My Weight Loss Journey Begins
   So, it’s come to this. Yesterday my doctor referred me to my local medical weight loss clinic. I know I’ve been gaining weight, but I didn’t realize how much. Over the past 10 months I have gained 26 pounds! My clothes were fitting differently (or not at all) so I knew something was up. I am now the heaviest I have ever been, including when I was pregnant. I weigh 249.4 lbs.
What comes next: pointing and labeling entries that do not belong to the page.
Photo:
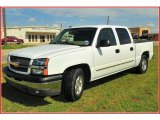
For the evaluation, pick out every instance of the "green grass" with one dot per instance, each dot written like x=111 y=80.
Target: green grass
x=123 y=92
x=17 y=46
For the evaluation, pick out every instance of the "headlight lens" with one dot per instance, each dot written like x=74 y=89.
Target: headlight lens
x=40 y=66
x=39 y=62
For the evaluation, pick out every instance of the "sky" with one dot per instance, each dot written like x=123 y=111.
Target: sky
x=130 y=17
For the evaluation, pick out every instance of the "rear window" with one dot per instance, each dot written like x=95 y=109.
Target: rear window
x=123 y=36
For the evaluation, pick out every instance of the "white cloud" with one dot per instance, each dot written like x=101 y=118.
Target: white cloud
x=15 y=11
x=31 y=19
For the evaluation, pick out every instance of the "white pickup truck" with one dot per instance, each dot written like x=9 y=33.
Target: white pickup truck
x=76 y=56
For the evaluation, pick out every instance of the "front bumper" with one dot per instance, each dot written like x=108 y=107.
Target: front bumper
x=36 y=85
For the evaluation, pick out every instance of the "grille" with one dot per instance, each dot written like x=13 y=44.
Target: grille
x=23 y=63
x=22 y=69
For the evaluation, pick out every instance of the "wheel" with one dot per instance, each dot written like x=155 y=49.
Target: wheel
x=73 y=84
x=143 y=66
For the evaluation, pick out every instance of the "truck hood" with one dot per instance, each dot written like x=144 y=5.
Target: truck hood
x=45 y=51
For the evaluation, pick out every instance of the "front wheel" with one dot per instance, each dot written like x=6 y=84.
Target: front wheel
x=73 y=84
x=143 y=66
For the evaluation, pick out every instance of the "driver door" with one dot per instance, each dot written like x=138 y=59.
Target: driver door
x=106 y=58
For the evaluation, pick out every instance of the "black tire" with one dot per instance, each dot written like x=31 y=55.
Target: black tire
x=70 y=84
x=143 y=66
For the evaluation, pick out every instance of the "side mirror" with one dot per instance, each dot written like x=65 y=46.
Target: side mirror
x=103 y=43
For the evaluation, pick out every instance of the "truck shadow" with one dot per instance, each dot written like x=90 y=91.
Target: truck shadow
x=98 y=82
x=14 y=95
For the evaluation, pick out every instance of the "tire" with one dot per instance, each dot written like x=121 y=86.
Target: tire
x=143 y=66
x=73 y=84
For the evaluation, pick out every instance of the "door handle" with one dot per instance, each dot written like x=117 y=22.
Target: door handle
x=131 y=48
x=117 y=51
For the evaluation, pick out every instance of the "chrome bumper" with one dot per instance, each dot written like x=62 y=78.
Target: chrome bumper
x=40 y=89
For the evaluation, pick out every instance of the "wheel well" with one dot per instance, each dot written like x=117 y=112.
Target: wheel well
x=146 y=53
x=85 y=68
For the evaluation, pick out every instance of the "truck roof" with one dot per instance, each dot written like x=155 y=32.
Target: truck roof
x=99 y=26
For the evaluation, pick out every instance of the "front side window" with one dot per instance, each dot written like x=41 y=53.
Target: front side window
x=123 y=36
x=75 y=36
x=107 y=35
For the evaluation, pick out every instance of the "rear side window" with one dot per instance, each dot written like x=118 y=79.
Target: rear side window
x=107 y=34
x=123 y=36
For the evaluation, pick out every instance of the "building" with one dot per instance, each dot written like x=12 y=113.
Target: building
x=33 y=34
x=140 y=30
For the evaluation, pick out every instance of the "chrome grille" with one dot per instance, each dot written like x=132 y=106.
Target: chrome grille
x=23 y=63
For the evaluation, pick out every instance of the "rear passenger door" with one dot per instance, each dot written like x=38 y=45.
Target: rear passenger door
x=106 y=58
x=127 y=48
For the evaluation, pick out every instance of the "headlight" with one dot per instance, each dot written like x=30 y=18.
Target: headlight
x=40 y=66
x=40 y=62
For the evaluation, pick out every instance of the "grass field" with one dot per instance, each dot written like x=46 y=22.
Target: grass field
x=15 y=46
x=123 y=92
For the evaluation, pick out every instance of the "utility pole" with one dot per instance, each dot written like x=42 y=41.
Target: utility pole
x=108 y=20
x=4 y=25
x=61 y=27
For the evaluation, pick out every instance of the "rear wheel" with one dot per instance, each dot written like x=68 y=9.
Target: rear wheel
x=143 y=66
x=73 y=84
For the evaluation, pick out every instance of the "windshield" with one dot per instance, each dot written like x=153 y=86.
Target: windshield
x=75 y=36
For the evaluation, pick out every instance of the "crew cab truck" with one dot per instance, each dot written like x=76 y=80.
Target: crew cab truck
x=67 y=63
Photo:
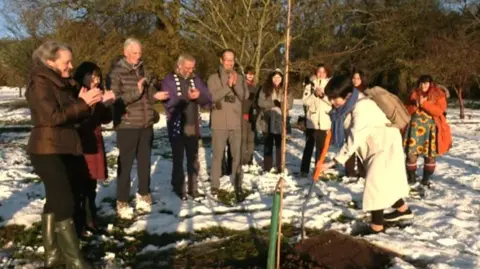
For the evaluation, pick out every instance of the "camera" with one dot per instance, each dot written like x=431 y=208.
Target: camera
x=230 y=98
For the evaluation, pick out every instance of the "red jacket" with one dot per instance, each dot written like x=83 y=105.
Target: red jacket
x=436 y=106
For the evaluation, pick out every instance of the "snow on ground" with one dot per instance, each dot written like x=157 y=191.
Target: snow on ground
x=445 y=232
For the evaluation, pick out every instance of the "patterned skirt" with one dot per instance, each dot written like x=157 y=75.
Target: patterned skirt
x=420 y=137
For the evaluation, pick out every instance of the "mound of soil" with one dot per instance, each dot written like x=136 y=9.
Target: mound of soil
x=335 y=250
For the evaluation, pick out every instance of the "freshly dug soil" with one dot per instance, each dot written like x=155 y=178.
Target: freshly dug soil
x=328 y=250
x=335 y=250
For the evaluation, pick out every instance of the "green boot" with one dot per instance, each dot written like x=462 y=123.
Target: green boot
x=68 y=242
x=53 y=256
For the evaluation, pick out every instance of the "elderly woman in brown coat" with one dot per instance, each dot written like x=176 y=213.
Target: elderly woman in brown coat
x=55 y=149
x=89 y=76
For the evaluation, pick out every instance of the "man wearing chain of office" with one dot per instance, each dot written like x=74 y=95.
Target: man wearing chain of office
x=229 y=90
x=187 y=92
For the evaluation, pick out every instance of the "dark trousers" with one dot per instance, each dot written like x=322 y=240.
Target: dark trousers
x=89 y=196
x=227 y=161
x=269 y=142
x=61 y=179
x=248 y=142
x=133 y=143
x=314 y=138
x=189 y=145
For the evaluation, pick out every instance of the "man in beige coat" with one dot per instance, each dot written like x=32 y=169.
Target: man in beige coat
x=229 y=91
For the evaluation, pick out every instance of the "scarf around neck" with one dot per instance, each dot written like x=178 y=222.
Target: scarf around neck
x=338 y=116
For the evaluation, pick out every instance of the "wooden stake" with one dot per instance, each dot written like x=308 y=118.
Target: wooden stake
x=285 y=83
x=281 y=183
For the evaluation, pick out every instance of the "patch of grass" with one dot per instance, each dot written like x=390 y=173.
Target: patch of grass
x=159 y=107
x=29 y=180
x=13 y=105
x=353 y=204
x=235 y=249
x=17 y=122
x=166 y=155
x=330 y=177
x=470 y=104
x=229 y=199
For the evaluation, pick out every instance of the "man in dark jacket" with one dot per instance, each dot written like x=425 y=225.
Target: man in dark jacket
x=134 y=116
x=187 y=92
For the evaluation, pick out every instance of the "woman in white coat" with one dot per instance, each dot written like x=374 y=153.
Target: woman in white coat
x=317 y=118
x=380 y=148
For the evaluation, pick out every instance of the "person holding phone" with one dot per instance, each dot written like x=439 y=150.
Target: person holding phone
x=228 y=90
x=187 y=93
x=133 y=119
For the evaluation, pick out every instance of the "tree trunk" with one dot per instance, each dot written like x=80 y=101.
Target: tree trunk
x=459 y=91
x=402 y=83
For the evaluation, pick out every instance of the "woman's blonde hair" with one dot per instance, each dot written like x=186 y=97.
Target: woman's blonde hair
x=49 y=51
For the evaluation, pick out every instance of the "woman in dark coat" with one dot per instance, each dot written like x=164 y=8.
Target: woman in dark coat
x=89 y=75
x=55 y=149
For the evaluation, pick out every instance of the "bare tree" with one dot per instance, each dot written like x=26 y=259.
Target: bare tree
x=254 y=29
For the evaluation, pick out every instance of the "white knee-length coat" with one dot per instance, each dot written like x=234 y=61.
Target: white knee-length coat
x=380 y=148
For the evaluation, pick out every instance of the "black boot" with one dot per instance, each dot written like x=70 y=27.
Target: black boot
x=426 y=178
x=68 y=242
x=53 y=256
x=411 y=177
x=239 y=194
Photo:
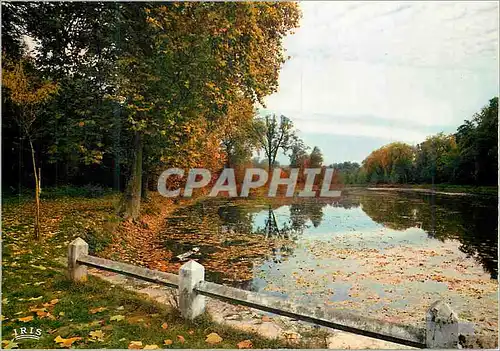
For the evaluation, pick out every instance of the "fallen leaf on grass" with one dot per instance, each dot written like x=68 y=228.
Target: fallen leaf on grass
x=96 y=335
x=97 y=310
x=66 y=342
x=136 y=345
x=245 y=344
x=35 y=298
x=213 y=338
x=25 y=319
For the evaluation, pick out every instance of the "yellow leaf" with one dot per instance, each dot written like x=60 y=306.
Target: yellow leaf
x=26 y=319
x=135 y=345
x=245 y=344
x=213 y=338
x=66 y=342
x=97 y=310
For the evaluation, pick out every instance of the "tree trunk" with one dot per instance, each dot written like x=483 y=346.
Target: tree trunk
x=131 y=201
x=37 y=193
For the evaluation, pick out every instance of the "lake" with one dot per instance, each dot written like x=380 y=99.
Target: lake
x=384 y=254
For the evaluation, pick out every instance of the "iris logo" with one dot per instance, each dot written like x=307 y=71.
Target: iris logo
x=27 y=333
At 5 ft. 4 in. this gives me a BMI of 42.8 which is well over the obese range.
   I’ve given myself lots of excuses for getting to this point. I am disabled; I became paralyzed from the waist down December 9th, 2015 as a result of Functional Neurological Disorder. I suffer chronic pain from this condition as well as from Fibromyalgia. I am able to walk now, but most of the time I use mobility aide such as a cane or a walker. The few times I’ve tried to incorporate exercise into my lifestyle by taking short walks I ended up in excruciating pain. My Pain Management Specialist prescribed aqua therapy. I never went. At the time I couldn’t fit the prescribed 6 hours/week into my schedule. Instead we increased my pain medications.
   Another excuse I’ve given myself is that I just have too much going on to put any emotional, mental or physical energy into weight loss. I’ve gone through a lot over the past few years, including, but not limited to: the deaths of both of my parents, moving, legal battles/custody battles with my ex-husband, reporting my ex-husband to DCF, rape, assault, robbery, poverty, my son’s serious illness and my own serious illness. I remember how stressful it is to focus on weight loss; the guilt when I indulge or miss exercise, the mental and emotional stress of exerting will power (something I struggle with in particular), the mental energy of tracking calories and nutritional information, the financial strain and confusion associated with trying to buy healthy foods with Food Stamps. I was just trying to keep my head above water with all of my other life stressors. It seemed impossible to add focusing on weight loss to that list. So I just kept telling myself that I would focus on it when things calmed down. But things never calmed down.
   Being obese is certainly taking a toll on me. Carrying all of this extra weight around exacerbates my chronic pain conditions. It sucks out what little energy I have. I feel self-conscious and ashamed of my body. The medical issue that led to the referral to the medical weight loss clinic is my severe GERD (Gastroesophageal Reflux Disease). My esophagus has been damaged by my acid reflux. And now my teeth are in danger. At my last dentist visit I was told I had roughly 15 cavities and that the majority of them were the direct result of stomach acids weakening my tooth enamel. My dentist said, “If you don’t do something about your GERD you are going to start losing your teeth.” This horrified me. I don’t want to end up needing dentures when I’m only 36 years old! So I approached my gastroenterologist about the issue, suggesting surgery since I’m already on the maximum dosage of two prescription antacids. My doctor told me there are other things we can try first and that one of them is weight loss.
   I have so many emotions about being referred to a medical weight loss clinic. Part of me is excited and optimistic because I know that if anyone can help me to lose weight it will be these doctors. I’m also horrified and embarrassed that my weight has gotten so severely out of control. I’m afraid that I won’t be able to do it; I won’t have the will power. I’m afraid of what my life will be like now. Will it be an endless cycle of counting every calorie and painful exercise? I’m angry. I’m angry at myself for not having the will power to have prevented this. I’m angry and resentful. I have so many other urgent, stressful matters to attend to that I resent the fact that I now have to deal with this. I’m resentful because, as a low-income individual, food is one of the only indulgences I can afford. I can’t afford to get my nails done. I can’t afford the occasional financial splurge. I can’t afford entertainment like concerts or even trips to the movies. My only area of indulgence is using Food Stamps to buy some Ben & Jerry’s.
   I’m creating this blog for many reasons. I want a place to be able to honestly express my thoughts and emotions during this journey. I want another way to hold myself accountable. And I want to share an insider’s look of the realities of a weight loss journey-the good, the bad and the ugly. So, won’t you join me as I embark on this adventure? I could use all of the cheerleaders I can get.